In [None]:
! pip install datasets evaluate transformers diffusers accelerate ftfy pyarrow --quiet

In [None]:
import torch
from diffusers import StableDiffusionPipeline, StableDiffusionImg2ImgPipeline, StableDiffusionInpaintPipeline
from PIL import Image
import requests
from io import BytesIO

torch_device = "cuda" if torch.cuda.is_available() else "cpu"

### Some examples

In [None]:
# -------------------------------------
# 1. TEXT-TO-IMAGE GENERATION
# -------------------------------------


pipe = StableDiffusionPipeline.from_pretrained(
    "runwayml/stable-diffusion-v1-5", torch_dtype=torch.float16
).to(torch_device)

# Example prompt
prompt = "Monkey D. Luffy from the anime 'One Piece' shaking hands with Prime Minister of India, Mr. Narendra Modi"
image = pipe(prompt, num_inference_steps=30, guidance_scale=7.5).images[0]

display(image)

"""
📝 Parameters explained:
- prompt: text description of the image
- num_inference_steps: how many denoising steps (higher = better quality, slower)
- guidance_scale: how strongly the prompt guides generation (7-8 is common; higher = more prompt fidelity, lower = more creativity)
"""

In [None]:
# -------------------------------------
# 2. IMAGE-TO-IMAGE GENERATION
# -------------------------------------

img2img_pipe = StableDiffusionImg2ImgPipeline.from_pretrained(
    "runwayml/stable-diffusion-v1-5", torch_dtype=torch.float16
).to(torch_device)


url = "https://images.unsplash.com/photo-1480497490787-505ec076689f?q=80&w=2069&auto=format&fit=crop&ixlib=rb-4.1.0&ixid=M3wxMjA3fDB8MHxwaG90by1wYWdlfHx8fGVufDB8fHx8fA%3D%3D"
init_image = Image.open(BytesIO(requests.get(url).content)).convert("RGB").resize((512, 512))

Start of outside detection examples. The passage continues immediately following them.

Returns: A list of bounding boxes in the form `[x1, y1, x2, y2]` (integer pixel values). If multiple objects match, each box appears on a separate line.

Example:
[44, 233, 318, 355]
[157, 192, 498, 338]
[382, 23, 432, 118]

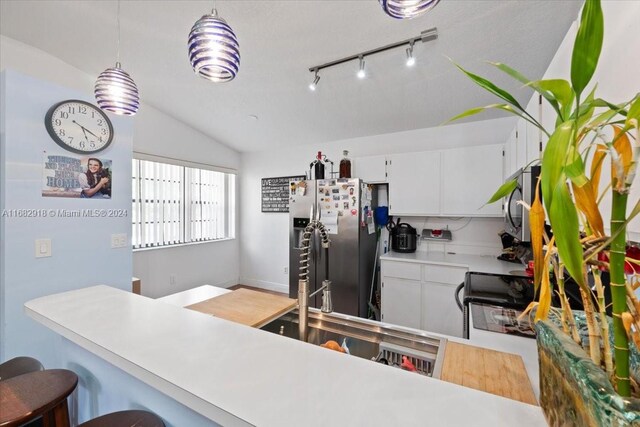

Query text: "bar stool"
[78, 410, 164, 427]
[0, 356, 44, 381]
[0, 369, 78, 427]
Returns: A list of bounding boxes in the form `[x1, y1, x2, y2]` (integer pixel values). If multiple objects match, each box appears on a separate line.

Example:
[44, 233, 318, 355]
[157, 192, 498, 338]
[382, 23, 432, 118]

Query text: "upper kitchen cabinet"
[441, 144, 503, 217]
[388, 151, 441, 216]
[353, 156, 387, 184]
[503, 128, 518, 181]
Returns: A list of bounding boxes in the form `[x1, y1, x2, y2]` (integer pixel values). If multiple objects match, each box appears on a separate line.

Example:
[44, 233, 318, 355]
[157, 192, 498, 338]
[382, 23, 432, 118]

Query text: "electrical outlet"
[111, 233, 127, 249]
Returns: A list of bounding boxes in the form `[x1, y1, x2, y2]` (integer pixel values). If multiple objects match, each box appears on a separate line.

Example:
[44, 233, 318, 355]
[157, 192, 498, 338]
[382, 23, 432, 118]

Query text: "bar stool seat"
[78, 410, 164, 427]
[0, 369, 78, 427]
[0, 356, 44, 381]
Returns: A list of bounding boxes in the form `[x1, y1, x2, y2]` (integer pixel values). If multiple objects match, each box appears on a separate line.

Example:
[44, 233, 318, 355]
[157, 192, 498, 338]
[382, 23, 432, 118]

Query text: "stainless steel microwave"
[503, 166, 540, 242]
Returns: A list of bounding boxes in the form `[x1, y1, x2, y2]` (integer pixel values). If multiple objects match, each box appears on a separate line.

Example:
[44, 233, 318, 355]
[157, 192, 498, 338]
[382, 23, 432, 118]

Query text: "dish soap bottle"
[340, 150, 351, 178]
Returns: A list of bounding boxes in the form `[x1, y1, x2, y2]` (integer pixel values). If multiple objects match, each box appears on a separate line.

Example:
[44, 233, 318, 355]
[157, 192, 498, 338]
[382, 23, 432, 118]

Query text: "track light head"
[356, 56, 367, 79]
[309, 70, 320, 92]
[407, 43, 416, 67]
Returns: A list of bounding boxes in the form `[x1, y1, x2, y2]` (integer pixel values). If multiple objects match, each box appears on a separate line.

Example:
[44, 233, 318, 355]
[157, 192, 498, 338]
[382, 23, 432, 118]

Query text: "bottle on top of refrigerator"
[313, 151, 324, 179]
[340, 150, 351, 178]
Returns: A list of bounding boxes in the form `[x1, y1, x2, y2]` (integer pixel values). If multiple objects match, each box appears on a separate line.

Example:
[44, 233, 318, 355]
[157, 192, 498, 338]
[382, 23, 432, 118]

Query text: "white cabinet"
[421, 264, 467, 337]
[502, 128, 518, 181]
[420, 283, 462, 338]
[516, 119, 527, 170]
[380, 277, 422, 329]
[353, 156, 387, 184]
[441, 145, 503, 217]
[388, 151, 441, 216]
[381, 260, 467, 337]
[523, 95, 546, 166]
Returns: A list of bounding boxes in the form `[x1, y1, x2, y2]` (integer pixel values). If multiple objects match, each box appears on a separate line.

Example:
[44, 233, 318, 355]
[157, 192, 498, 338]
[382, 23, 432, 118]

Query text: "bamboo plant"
[451, 0, 640, 396]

prompt = "A futuristic city skyline painted on the mountain"
strength = 0.7  # how much noise to add: 0 = almost same as input, 1 = ignore input
num_inference_steps = 40

img2img = img2img_pipe(
    prompt=prompt,
    image=init_image,
    strength=strength,
    num_inference_steps=num_inference_steps,
    guidance_scale=7.5
).images[0]

display(init_image)
display(img2img)

"""
📝 Parameters explained:
- image: input image you want to transform
- strength: controls how much noise is added
    - low strength (0.2-0.4): keeps input structure, small edits
    - high strength (0.7-0.9): more creative, diverges from input
"""